桐城林家先祖曾有恩于留國先帝,因而得以世代供應留國皇室的瓷器、綢緞,家主常被任命為九卿之一的少府。應國人來犯,桐城林家的三小姐林素語持長劍抗敵,在一場夜戰中,應國大将傅岩對其印象深刻,傅岩攻打桐城時再次與素語交戰,兩人的緣分由此拉開.......
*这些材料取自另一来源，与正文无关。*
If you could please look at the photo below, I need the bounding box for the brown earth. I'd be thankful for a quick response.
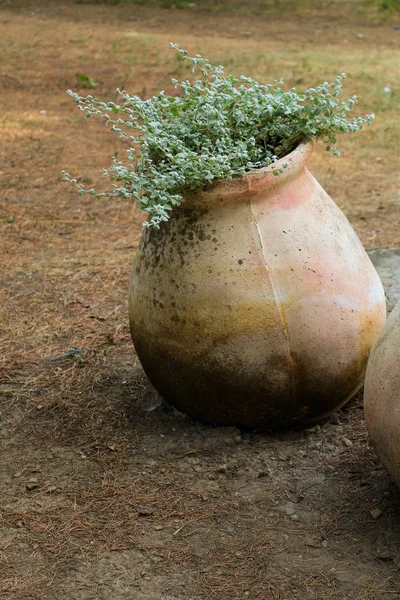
[0,0,400,600]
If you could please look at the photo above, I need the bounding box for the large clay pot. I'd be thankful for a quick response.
[130,144,386,429]
[364,302,400,486]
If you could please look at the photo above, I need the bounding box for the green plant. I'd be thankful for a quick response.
[64,44,374,227]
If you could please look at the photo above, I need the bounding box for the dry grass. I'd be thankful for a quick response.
[0,0,400,600]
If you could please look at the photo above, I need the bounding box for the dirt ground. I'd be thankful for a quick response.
[0,0,400,600]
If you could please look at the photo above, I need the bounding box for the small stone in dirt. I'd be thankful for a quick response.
[325,444,337,452]
[342,437,353,448]
[306,537,322,548]
[136,506,155,517]
[25,477,39,492]
[376,548,395,562]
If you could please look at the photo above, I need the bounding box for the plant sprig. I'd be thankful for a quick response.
[63,44,374,227]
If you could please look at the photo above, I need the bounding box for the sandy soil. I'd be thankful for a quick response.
[0,0,400,600]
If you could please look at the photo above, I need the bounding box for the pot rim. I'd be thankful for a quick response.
[194,140,313,201]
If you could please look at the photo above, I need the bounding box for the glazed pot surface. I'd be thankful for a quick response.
[130,145,386,429]
[364,303,400,487]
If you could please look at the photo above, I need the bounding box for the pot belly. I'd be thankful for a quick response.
[130,171,384,429]
[364,303,400,486]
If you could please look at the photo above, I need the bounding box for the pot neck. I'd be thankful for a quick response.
[182,142,312,208]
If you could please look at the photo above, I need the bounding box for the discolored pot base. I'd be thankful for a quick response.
[130,145,386,429]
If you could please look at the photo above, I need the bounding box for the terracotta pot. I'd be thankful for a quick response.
[364,302,400,486]
[130,144,386,429]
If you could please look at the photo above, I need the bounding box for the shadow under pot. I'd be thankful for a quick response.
[364,302,400,486]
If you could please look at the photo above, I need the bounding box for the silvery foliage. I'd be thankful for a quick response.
[63,44,374,227]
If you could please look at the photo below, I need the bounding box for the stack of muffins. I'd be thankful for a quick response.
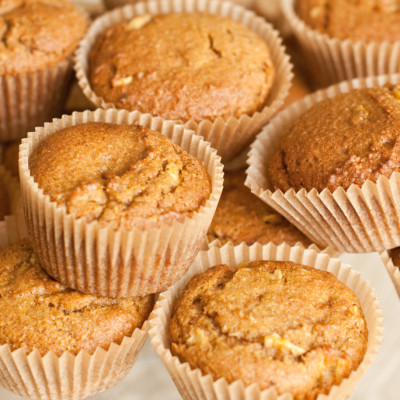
[0,0,394,400]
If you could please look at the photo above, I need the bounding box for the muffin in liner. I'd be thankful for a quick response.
[281,0,400,86]
[0,59,72,142]
[74,0,292,161]
[0,165,27,249]
[380,251,400,296]
[19,109,223,297]
[149,244,383,400]
[103,0,254,10]
[245,75,400,253]
[0,227,148,400]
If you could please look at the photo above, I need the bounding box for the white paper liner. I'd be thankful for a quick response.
[0,165,27,249]
[281,0,400,86]
[19,109,223,297]
[74,0,293,161]
[0,219,152,400]
[149,244,383,400]
[0,59,72,142]
[380,251,400,296]
[245,75,400,253]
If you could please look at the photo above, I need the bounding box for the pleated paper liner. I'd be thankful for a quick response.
[19,109,223,297]
[149,244,383,400]
[0,59,72,142]
[0,220,152,400]
[74,0,292,161]
[0,165,27,249]
[281,0,400,86]
[245,75,400,253]
[380,250,400,296]
[104,0,254,10]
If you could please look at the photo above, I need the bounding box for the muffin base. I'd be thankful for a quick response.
[149,244,383,400]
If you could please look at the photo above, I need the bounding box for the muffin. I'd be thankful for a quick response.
[282,0,400,87]
[19,109,223,297]
[89,13,275,122]
[207,171,311,246]
[29,122,211,230]
[0,0,87,141]
[296,0,400,42]
[149,243,382,400]
[267,85,400,192]
[0,240,154,399]
[75,0,292,162]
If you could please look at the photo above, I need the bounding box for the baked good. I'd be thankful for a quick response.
[296,0,400,42]
[0,179,10,220]
[169,261,368,400]
[207,171,311,246]
[0,240,154,356]
[1,142,20,176]
[29,122,211,229]
[0,0,87,75]
[267,85,400,191]
[89,13,275,121]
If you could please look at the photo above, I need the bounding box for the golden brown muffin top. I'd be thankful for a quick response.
[170,261,368,400]
[0,240,154,356]
[0,178,10,221]
[267,86,400,191]
[29,122,211,229]
[90,13,275,121]
[296,0,400,42]
[0,0,87,75]
[207,171,311,246]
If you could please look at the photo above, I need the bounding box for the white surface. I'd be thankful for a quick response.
[0,253,400,400]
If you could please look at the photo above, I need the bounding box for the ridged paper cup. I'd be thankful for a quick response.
[103,0,255,10]
[149,244,383,400]
[281,0,400,86]
[0,223,148,400]
[19,109,223,297]
[74,0,292,161]
[380,251,400,296]
[245,75,400,253]
[0,58,72,142]
[0,165,27,249]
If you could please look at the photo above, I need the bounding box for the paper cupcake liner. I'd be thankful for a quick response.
[0,220,148,400]
[380,251,400,296]
[281,0,400,86]
[245,75,400,253]
[74,0,293,161]
[19,109,223,297]
[149,244,383,400]
[103,0,255,10]
[0,165,27,249]
[0,59,72,142]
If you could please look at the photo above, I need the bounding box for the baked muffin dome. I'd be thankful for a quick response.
[0,0,87,75]
[89,13,275,122]
[267,86,400,191]
[29,122,211,229]
[169,261,368,400]
[0,241,154,356]
[296,0,400,42]
[207,171,311,246]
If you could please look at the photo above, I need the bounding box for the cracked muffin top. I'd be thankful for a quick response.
[267,86,400,191]
[90,13,275,122]
[29,122,211,229]
[0,0,87,75]
[0,240,154,356]
[207,171,311,246]
[169,261,368,400]
[0,178,10,221]
[296,0,400,42]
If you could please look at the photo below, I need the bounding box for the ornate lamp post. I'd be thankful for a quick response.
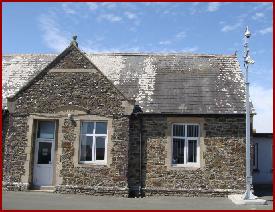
[244,27,256,200]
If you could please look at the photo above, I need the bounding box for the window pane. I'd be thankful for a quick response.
[80,135,93,161]
[96,136,106,160]
[81,122,94,134]
[173,124,185,137]
[172,138,184,164]
[187,125,199,137]
[188,140,197,163]
[37,142,52,164]
[37,121,54,139]
[95,122,107,134]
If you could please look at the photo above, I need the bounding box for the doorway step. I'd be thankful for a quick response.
[30,186,55,193]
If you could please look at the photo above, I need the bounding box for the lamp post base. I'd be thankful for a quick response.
[228,194,267,205]
[243,190,258,200]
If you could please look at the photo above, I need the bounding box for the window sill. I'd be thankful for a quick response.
[77,162,107,167]
[170,164,200,170]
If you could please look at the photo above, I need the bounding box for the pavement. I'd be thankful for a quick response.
[2,191,273,210]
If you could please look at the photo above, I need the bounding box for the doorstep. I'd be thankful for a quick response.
[228,194,267,205]
[30,186,55,193]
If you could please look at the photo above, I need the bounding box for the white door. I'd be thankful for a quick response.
[33,121,55,186]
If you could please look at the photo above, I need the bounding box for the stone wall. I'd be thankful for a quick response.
[3,46,132,195]
[129,115,248,196]
[2,114,28,190]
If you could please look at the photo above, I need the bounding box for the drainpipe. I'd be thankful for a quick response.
[133,105,143,198]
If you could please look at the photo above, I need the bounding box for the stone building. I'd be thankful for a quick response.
[2,40,248,196]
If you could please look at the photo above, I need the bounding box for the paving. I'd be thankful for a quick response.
[2,191,273,210]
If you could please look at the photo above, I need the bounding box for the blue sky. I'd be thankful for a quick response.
[2,2,273,132]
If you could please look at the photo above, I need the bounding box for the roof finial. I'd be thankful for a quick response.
[71,35,78,47]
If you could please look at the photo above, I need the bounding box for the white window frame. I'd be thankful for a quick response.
[171,123,200,167]
[78,120,108,165]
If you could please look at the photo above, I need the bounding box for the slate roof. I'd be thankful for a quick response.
[2,53,245,114]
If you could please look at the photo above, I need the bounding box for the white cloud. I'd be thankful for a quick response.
[221,22,242,32]
[102,2,116,9]
[39,15,69,52]
[207,2,221,12]
[250,85,273,133]
[124,11,137,20]
[159,40,172,45]
[252,13,264,20]
[98,13,122,22]
[86,2,98,11]
[62,3,76,14]
[181,46,199,52]
[176,31,186,39]
[259,27,273,35]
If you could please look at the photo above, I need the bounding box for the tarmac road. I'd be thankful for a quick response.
[2,191,273,210]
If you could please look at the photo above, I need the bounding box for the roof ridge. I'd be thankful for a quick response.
[3,52,236,58]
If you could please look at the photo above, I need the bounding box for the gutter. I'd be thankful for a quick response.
[133,105,144,198]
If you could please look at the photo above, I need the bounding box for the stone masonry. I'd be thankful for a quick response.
[3,45,133,195]
[129,115,245,196]
[2,44,248,196]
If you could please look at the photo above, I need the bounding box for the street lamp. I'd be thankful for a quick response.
[244,27,256,200]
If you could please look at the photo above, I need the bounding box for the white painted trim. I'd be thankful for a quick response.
[170,123,200,168]
[78,120,108,165]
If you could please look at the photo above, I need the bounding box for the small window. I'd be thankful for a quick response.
[80,122,107,163]
[37,121,55,139]
[172,124,199,166]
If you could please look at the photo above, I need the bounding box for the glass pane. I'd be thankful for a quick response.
[187,125,199,137]
[81,122,94,134]
[37,142,52,164]
[173,125,185,137]
[96,137,106,160]
[95,122,107,134]
[172,138,184,164]
[188,140,197,163]
[37,121,54,139]
[80,135,93,161]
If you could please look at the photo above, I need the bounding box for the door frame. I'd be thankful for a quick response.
[32,119,58,186]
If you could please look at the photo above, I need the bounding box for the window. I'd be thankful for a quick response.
[172,124,199,166]
[37,121,55,139]
[80,121,107,163]
[253,143,259,171]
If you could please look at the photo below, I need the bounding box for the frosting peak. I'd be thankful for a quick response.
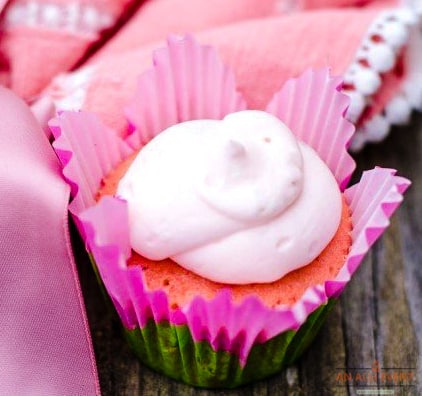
[198,111,303,223]
[117,110,342,284]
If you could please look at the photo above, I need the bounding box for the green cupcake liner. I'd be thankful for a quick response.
[124,298,337,388]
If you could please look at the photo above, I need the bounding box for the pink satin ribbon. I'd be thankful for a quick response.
[0,88,100,396]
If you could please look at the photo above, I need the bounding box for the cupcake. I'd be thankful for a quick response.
[51,36,409,387]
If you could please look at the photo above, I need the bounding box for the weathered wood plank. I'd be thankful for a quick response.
[75,116,422,396]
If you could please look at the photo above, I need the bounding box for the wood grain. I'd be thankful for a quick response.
[74,115,422,396]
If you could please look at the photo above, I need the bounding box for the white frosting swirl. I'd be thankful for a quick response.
[117,110,342,284]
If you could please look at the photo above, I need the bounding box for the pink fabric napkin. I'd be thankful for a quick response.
[45,0,422,149]
[0,88,100,396]
[0,0,138,101]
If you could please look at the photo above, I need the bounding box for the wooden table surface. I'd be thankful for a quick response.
[75,115,422,396]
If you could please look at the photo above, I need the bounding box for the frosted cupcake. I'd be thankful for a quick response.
[51,37,409,387]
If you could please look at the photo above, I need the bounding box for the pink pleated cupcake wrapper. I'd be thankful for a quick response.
[51,36,410,364]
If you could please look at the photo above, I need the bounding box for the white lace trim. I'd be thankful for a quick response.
[343,6,422,151]
[3,0,114,34]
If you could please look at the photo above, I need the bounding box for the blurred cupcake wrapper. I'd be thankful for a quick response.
[51,36,409,387]
[37,0,422,150]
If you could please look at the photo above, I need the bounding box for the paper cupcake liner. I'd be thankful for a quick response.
[52,38,409,386]
[126,36,246,148]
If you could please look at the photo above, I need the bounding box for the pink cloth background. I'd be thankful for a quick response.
[0,0,134,101]
[77,3,379,134]
[0,88,100,396]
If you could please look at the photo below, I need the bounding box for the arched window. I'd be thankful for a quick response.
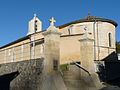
[108,33,112,47]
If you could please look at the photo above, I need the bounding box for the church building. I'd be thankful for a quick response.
[0,15,117,90]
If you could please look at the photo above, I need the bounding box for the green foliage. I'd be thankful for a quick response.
[116,42,120,53]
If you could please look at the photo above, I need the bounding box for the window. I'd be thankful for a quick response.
[53,60,58,70]
[108,33,112,47]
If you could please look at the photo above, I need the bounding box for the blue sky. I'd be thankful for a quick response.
[0,0,120,46]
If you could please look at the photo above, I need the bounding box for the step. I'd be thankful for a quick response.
[68,87,97,90]
[65,80,86,88]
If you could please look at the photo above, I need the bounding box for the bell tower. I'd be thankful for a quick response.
[27,14,42,35]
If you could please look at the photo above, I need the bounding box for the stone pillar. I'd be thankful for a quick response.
[79,37,95,73]
[43,18,61,75]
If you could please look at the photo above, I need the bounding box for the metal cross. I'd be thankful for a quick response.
[49,17,56,26]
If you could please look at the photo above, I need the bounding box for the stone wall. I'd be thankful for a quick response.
[0,58,43,90]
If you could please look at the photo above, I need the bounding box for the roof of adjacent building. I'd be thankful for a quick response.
[59,16,118,28]
[0,16,118,49]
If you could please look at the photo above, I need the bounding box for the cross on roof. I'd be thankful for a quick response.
[34,13,37,17]
[49,17,56,26]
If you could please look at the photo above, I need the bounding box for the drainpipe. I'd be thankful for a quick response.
[93,19,96,61]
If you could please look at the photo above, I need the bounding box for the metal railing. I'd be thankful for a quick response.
[0,39,44,64]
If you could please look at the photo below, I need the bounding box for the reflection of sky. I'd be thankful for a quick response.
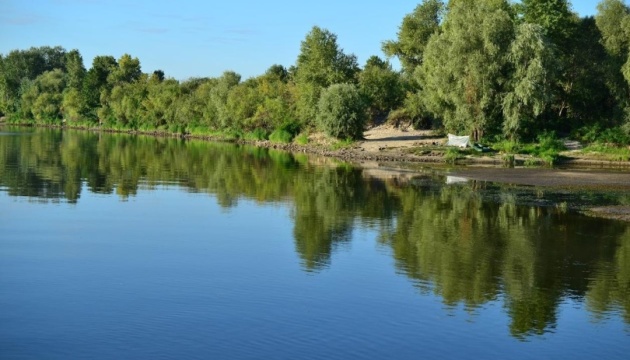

應國與留國曾有三年的休戰,暗生情愫的兩人本可以在一起.........但兩國再次交戰,身份各一的他們該如何抉擇?逃離朝廷紛争的留國四皇子梁謹實因三個包子認識了素語,但襄王有夢神女無心啊,可憐梁謹實癡心一片,也苦了癡迷梁謹實的孤女肖秋兒。兩國交戰,林素語、傅岩、梁謹實以及單純可愛的秋兒四人之間的恩怨情仇就此展開......

還有,痛失良緣的許良緣,凄美、蒼涼的一生…………

“即使是世間雙手最巧的師傅,面對支零破碎的陶瓷也是束手無策”、“你能不能回頭看看,我一直在你的身後”、“青城是世間最平和美麗的地方,你能忘記你的身份留在此處嗎”、“若無戰事,你可願舍棄一切陪我走遍所有開滿桃花的山谷”

內容标簽:虐戀情深

搜索關鍵字:主角:林素語、傅岩、梁謹實、肖秋兒 ┃ 配角:丁長平、魏進、許良緣、唐十一等 ┃ 其它:

☆、細雨飄落

父親在楠木桌上練字,素語挽起長袖在旁磨硯,素語似乎聽到雨打落葉的聲音。她輕輕的放下墨錠,慢慢走到窗口探視,果真下雨了!細雨彙成小水珠從巴掌大的葉子上掉落,一滴又一滴的砸到地上的枯黃色落葉上。素語微微嘆了一聲,這是入秋以來的第一場雨。

“語兒,因何事嘆息”聽到父親的詢問,素語轉過身子。

“父親,昨兒才立秋,今兒便下雨了......”素語頓了一下,看了父親一眼,緊接着說“聽說城中難民越來越多了......”

“應國人這般瘋狂的進攻,連州、蒼州一帶已淪陷,過不久,這兒也要成為戰場的,當今聖上又不理朝事,留國的大半國土戰火連天,也不知道長平能否鎮守住桐城,唉.......”啪的一聲,父親手中的筆掉落在地,他背着手在楠木桌旁徘徊,微微嘆着氣,素語轉過身子直望窗外,她的心裏也有些不安…………

應國兵強馬壯、諸多大将,而留國積貧積弱、昏君當道。

更何況桐城又是一個這麽不起眼的小城!

林父背着手徘徊許久,他咬牙下定決心,“不行,我們得盡快搬離桐城,去同你的叔父會合,我得保住林家......”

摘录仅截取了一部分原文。